As I have done tests for some time now both with and without the vectoring driver, I think that it actually fixes downstream vectoring. During 3 days without the vectoring driver, the downstream SNR margin dropped by 1.3 dB (from 15.9 dB). While this is not that much, it has always stayed within 16-16.4 dB with the vectoring driver so far (except for the first 5 minutes after synchronization where it is often a bit lower). Also, most of the decrease happened one night between 2/3 AM, which is when ASSIA/DLM usually reconfigures lines. And connection/disconnection of other lines is exactly when error reports are needed the most.
I really hope this is working out. The proof is in a longer uptime, though. I distinctly remember that, when I had my vectoring line on a FritzBox 3370 (VR9), my line wasn't completely craptastic -- it sometimes took more than two or three weeks to significantly deteriorate. The real difference is that it never recovered from a downgrade such as the one you describe, and ended up slowly but steadily creeping down to ~6 dB SNR.
Truth be told, I will probably never switch back to an XRX200 system again, if only because I got quite fond of AC wireless and the increased SoC capability of my current MT7621 device (the VR9 can only "almost" handle a 100 mbit line). But I would actually consider switching my external modem with a bridged VR9 device because my current modem only has 100 mbit ethernet, and my downstream currently provides ~115 mbit.
I think it is useful to monitor the change over time of the following parameters: DSM statistics (dsmstatg), downstream SNR margin (g997lsg 1 1) and downstream net data rate if the line uses SRA (g997csg 0 1).

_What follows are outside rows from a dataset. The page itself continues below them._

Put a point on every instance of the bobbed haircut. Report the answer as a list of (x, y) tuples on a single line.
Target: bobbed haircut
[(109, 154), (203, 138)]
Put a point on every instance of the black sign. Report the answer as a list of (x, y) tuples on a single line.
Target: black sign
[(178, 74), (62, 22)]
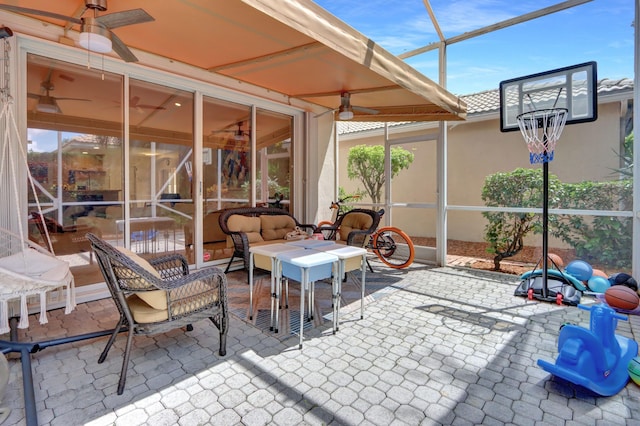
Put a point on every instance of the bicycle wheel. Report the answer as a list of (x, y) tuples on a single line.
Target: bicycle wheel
[(393, 247)]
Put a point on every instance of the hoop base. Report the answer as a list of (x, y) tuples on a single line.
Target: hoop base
[(539, 158), (541, 130)]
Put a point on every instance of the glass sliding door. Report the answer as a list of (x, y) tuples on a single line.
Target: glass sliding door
[(75, 134), (226, 170), (274, 147), (160, 169)]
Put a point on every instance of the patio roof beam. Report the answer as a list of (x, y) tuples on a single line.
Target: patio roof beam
[(305, 48), (497, 26)]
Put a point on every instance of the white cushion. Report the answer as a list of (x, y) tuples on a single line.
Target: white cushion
[(32, 263), (157, 299)]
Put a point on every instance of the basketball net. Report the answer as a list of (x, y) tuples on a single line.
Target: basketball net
[(541, 130)]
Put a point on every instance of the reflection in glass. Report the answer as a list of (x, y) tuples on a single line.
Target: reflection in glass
[(75, 135), (160, 167)]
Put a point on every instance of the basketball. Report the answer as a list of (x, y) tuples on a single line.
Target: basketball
[(599, 273), (623, 279), (555, 261), (634, 370), (621, 297), (579, 269), (598, 284)]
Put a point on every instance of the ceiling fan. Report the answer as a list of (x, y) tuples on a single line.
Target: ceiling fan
[(345, 110), (48, 103), (134, 102), (96, 32), (238, 134)]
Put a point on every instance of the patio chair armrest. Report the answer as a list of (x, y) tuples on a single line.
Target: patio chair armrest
[(171, 266), (358, 237), (328, 231), (197, 292), (305, 226)]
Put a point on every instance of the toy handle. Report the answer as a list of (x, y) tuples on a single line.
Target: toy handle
[(613, 315)]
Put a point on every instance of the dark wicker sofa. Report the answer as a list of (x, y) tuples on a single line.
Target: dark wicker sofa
[(248, 226)]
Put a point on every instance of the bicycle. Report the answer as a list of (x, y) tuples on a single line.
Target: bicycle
[(390, 244)]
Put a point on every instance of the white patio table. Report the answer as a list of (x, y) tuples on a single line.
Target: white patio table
[(306, 267)]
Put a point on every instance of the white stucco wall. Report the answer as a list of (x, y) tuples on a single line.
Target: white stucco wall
[(476, 149)]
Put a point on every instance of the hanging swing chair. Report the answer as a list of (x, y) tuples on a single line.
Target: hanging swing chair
[(26, 269)]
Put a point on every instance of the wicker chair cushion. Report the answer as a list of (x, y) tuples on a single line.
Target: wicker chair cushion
[(143, 313), (192, 297), (354, 222), (276, 227), (35, 264), (157, 299), (249, 225)]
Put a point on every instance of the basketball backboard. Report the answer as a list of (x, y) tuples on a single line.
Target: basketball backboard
[(573, 88)]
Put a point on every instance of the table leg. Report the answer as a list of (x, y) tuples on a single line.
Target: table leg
[(250, 286), (305, 277), (277, 293), (364, 270), (337, 291)]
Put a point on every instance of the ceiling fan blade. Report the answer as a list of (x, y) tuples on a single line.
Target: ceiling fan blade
[(326, 112), (126, 17), (144, 106), (71, 99), (28, 11), (122, 50), (365, 110)]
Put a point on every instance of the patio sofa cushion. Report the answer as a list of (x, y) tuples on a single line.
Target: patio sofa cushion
[(241, 224), (156, 299), (276, 227), (250, 226), (143, 313), (354, 222)]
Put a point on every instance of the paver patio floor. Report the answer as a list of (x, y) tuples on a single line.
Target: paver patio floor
[(443, 346)]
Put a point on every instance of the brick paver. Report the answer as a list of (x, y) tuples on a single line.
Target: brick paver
[(443, 346)]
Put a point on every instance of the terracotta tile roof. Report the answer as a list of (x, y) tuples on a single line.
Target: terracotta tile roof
[(485, 102)]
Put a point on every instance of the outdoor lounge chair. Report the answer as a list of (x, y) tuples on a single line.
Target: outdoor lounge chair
[(353, 228), (64, 239), (159, 295)]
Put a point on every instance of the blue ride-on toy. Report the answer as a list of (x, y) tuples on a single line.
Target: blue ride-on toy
[(597, 358)]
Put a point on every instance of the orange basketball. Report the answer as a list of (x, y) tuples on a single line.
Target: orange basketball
[(621, 297), (599, 273), (555, 259)]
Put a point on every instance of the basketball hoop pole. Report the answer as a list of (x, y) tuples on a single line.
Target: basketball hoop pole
[(545, 227), (541, 130)]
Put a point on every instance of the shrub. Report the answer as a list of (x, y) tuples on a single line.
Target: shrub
[(505, 232), (597, 239)]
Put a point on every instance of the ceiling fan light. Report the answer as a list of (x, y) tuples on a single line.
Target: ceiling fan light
[(345, 112), (94, 37), (47, 105)]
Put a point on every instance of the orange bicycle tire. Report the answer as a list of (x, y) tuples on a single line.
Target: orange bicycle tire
[(385, 246)]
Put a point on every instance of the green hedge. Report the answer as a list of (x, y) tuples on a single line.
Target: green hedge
[(597, 239)]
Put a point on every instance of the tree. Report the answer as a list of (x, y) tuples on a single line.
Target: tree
[(366, 162)]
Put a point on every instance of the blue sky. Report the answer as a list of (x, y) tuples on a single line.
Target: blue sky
[(600, 31)]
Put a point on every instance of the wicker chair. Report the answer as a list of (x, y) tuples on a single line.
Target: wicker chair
[(353, 227), (159, 295), (241, 239)]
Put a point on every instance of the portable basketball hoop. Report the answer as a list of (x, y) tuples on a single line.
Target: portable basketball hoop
[(541, 130), (540, 105)]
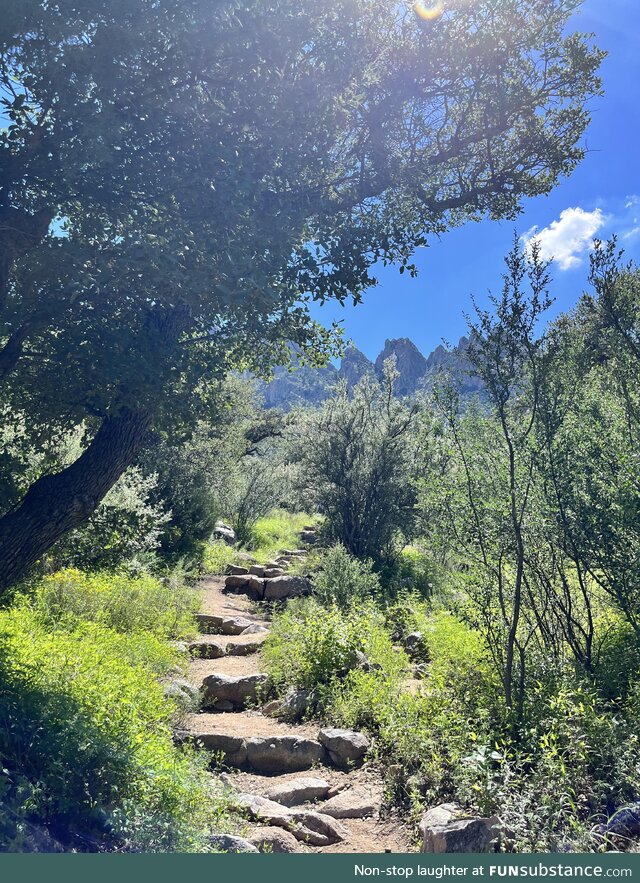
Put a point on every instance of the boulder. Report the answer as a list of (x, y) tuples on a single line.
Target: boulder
[(297, 791), (255, 629), (249, 585), (229, 843), (237, 690), (305, 825), (445, 829), (224, 532), (211, 623), (346, 747), (282, 587), (232, 748), (207, 649), (234, 625), (273, 840), (316, 829), (245, 649), (354, 803), (283, 754)]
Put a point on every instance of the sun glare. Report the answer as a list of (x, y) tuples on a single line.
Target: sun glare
[(428, 11)]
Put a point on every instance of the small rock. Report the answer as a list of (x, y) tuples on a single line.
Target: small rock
[(186, 694), (229, 843), (273, 840), (246, 557), (282, 587), (223, 705), (232, 748), (346, 747), (445, 830), (236, 570), (237, 690), (297, 791), (310, 827), (295, 704), (354, 803), (250, 585)]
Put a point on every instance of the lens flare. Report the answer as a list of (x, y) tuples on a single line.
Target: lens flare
[(428, 11)]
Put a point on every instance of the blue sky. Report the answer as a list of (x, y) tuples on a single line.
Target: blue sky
[(600, 198)]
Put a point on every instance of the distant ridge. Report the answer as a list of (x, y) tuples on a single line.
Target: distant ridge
[(311, 386)]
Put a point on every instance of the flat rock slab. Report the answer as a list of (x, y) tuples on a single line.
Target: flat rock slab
[(307, 826), (297, 791), (207, 649), (354, 803), (230, 843), (273, 840), (236, 690), (346, 747), (211, 623), (281, 588), (284, 754), (445, 830)]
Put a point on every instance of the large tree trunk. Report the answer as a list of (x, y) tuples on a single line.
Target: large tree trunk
[(57, 503)]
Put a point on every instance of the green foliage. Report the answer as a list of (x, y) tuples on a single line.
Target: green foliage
[(217, 556), (356, 462), (162, 607), (276, 531), (343, 580), (315, 647), (86, 744)]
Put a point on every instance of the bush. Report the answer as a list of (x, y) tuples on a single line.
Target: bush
[(86, 743), (125, 604), (124, 531), (356, 458), (343, 580), (276, 531), (316, 647)]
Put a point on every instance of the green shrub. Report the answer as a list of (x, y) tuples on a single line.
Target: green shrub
[(315, 647), (117, 601), (343, 580), (217, 556), (276, 531), (86, 744)]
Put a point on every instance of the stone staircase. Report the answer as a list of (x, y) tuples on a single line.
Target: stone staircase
[(300, 787)]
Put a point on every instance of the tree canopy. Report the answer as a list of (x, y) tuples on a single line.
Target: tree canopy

I would strongly recommend using the ltq-vectoring-avm branch. The current version in that branch also sets a priority for the error reports.
I think using AVM's version of the vectoring driver makes more sense than trying to get the original version from Lantiq working without concurrency issues. (I am wondering if the current PTM driver is even correct without the vectoring driver, as the PPA driver uses locking in lots of places while the PTM doesn't use any locks at all.)
(cough) I might have written something that could help you there but it's been a while since I wrote this. I'm not entirely sure if it will still work with 21.02 or current snapshot. I have been loosely following development on Lantiq VDSL stuff, and some things might have changed (I believe VDSL stats are now available via ubus or something, also I'm not entirely sure rrdtool definitions are still using LUA.)
Both branches are now updated to build with the testing kernel.
I only had such severe problems with the version that was shortly in the branch this night. But it's also possible that the concurrency issue just leads to different kinds of issues.
For monitoring line stability this should be enough.
Personally, I monitor the output of all useful dsl_cpe_pipe.sh commands every half hour. Currently, I am also monitoring dsmstatg every minute to check if there are any irregularities.
By the way, an interesting effect of AVM's driver is that you can capture the error reports using tcpdump (SNAP OUI 0x0019a7 and protocol ID 0x0003, this filter works: llc and ether[14:4]=0xaaaa0300 and ether[18:4]=0x19a70003). One thing that still needs fixing is the source MAC address, which is currently all-zeroes. It seems to work regardless, but the spec says to use the proper device MAC address.